Hitungan tahun Hijriah yang ditandai oleh peristiwa berhijrahnya Nabi besar Muhammad saww dari kota Makkah yang diliputi oleh kegelapan jahiliah menuju Kota Madinah yang dicemerlangkan penghuninya oleh cahaya Iman dan makrifat terhadap hakekat hidup manusia dan alam semesta yang bertumpu pada ajaran Tuhan Yang Esa sebagai Mabda’ alam dan pemilik mutlak segala wujud yaitu zat yang maha berkuasa, Pengasih dan Penyayang yaitu Allah swt sebagai sumber hidup dan tempat kembalinya segala makhluk ciptaan-Nya, mempunyai dua cara perhitungan tahun yang keduanya diistilahkan sebagai tahun Islam, satu diantaranya disebut hitungan Qamariah yang didasari dengan hitungan lintasan bulan mengelilingi bumi, olehnya diistilahkan sebagai tahun Hijriah Qamariah, yang awalnya ditandai dengan hitungan satu Muharram.

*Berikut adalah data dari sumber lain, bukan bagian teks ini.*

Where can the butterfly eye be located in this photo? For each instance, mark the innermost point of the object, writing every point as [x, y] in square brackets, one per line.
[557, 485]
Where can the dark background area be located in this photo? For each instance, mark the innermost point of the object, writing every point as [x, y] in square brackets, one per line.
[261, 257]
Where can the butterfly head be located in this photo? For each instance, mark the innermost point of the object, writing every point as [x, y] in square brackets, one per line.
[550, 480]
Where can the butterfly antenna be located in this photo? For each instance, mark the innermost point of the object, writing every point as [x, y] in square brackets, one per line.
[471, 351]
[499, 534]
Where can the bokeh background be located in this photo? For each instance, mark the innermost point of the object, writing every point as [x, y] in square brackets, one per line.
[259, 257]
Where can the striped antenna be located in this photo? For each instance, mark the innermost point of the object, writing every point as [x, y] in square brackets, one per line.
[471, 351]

Satu lagi hitungan Syamsiah yang didasari dengan hitungan lintasan bumi mengelilingi Matahari olehnya diistilahkan dengan tahun Hijriah Syamsiah yang awal tahunnya ditandai dengan hitungan satu Farwardin, dan hitungan tahun yang kedua ini biasanya digunakan oleh rakyat Iran dalam urusan kalender hari-hari mereka. 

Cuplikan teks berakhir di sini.